Jamie Dornan metió los dedos en la chimenea, jugueteando con unos copos de ceniza que se habían desprendido, buscando algo pequeño en lo que pudiera concentrarse para no tener que pensar en el gran evento que ocurriría al día siguiente.

“Solo espero que no nos tiren verduras ni que pidan que nos lleven a la guillotina”, me dijo el actor de 39 años.

Era un día antes de que la nueva película de Dornan, “Belfast”, una historia irlandesa del paso de la infancia a la adultez, se proyectara por primera vez en la ciudad norirlandesa que lleva su nombre, una ciudad donde Dornan pasó los primeros diecinueve años de su vida.

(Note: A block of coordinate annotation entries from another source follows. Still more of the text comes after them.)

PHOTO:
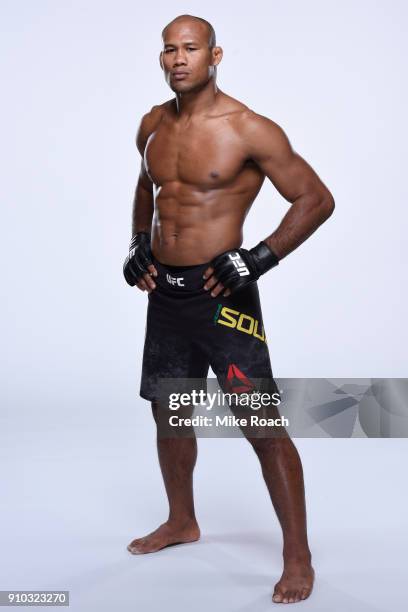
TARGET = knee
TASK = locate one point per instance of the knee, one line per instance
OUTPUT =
(264, 446)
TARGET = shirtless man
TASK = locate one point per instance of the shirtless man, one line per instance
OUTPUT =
(204, 159)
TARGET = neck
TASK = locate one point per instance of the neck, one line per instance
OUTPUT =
(193, 102)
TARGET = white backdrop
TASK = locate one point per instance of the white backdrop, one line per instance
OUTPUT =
(77, 76)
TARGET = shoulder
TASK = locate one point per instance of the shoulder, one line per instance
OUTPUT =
(253, 125)
(149, 123)
(261, 134)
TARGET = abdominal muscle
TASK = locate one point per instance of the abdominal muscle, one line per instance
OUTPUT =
(193, 230)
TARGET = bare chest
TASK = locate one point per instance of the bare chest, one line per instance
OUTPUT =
(207, 155)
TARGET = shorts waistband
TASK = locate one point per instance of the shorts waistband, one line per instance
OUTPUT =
(180, 279)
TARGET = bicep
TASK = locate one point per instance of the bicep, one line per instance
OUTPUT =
(287, 170)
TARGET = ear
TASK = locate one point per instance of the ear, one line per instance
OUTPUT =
(216, 54)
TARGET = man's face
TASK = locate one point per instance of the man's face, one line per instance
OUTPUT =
(186, 59)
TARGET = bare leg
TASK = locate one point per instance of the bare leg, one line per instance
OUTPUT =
(177, 458)
(283, 474)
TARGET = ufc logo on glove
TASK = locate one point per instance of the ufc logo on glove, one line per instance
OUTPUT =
(239, 264)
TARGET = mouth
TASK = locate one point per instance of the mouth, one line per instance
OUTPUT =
(179, 76)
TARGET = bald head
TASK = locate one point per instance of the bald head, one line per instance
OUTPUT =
(210, 32)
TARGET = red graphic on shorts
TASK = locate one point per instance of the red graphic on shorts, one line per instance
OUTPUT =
(236, 381)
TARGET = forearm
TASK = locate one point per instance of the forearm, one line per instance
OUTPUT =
(303, 218)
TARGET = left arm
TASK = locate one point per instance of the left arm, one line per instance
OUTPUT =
(312, 203)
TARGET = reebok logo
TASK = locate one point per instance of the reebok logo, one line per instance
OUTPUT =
(236, 381)
(239, 264)
(175, 280)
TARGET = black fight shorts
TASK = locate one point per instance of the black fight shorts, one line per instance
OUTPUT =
(187, 331)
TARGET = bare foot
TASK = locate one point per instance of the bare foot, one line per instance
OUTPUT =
(167, 534)
(296, 582)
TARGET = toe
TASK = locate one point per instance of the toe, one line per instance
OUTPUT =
(305, 593)
(277, 597)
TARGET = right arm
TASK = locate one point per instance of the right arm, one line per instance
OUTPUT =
(143, 202)
(142, 214)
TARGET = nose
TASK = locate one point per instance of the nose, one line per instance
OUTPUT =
(180, 58)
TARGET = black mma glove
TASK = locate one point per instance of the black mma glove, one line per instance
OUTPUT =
(237, 268)
(140, 256)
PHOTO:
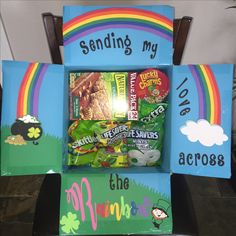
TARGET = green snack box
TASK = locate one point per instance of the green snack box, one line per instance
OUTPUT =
(98, 95)
(112, 148)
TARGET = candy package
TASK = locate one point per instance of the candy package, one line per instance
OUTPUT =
(82, 146)
(144, 142)
(98, 95)
(112, 147)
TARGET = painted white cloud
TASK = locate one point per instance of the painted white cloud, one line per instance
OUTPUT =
(51, 172)
(28, 119)
(204, 132)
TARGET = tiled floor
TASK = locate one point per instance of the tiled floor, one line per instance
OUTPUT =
(214, 203)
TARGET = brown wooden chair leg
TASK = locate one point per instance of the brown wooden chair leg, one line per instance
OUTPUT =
(181, 29)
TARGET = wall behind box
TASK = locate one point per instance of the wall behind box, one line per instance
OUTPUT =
(207, 43)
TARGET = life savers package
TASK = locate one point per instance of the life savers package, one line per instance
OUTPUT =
(135, 102)
(164, 119)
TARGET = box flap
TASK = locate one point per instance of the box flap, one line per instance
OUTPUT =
(33, 117)
(115, 203)
(201, 104)
(108, 37)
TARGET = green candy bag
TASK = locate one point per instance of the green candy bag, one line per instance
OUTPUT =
(145, 138)
(82, 146)
(112, 148)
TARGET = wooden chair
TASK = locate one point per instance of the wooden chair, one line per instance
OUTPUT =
(183, 213)
(53, 28)
(181, 30)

Se esperaba que asistieran al estreno casi 1500 personas, y Dornan anticipó cómo se sentiría ese público local ante una película ambientada allí: curioso, exigente y rápido al reclamar si “Belfast” cometía algún error.

“Podríamos tener todas las buenas críticas del mundo, pero lo que de verdad queremos es que a la gente de Belfast le guste esta película”, comentó Dornan, inquieto en su butaca. “Así que mañana por la noche viviremos algo interesante. Por Dios que será emotivo”.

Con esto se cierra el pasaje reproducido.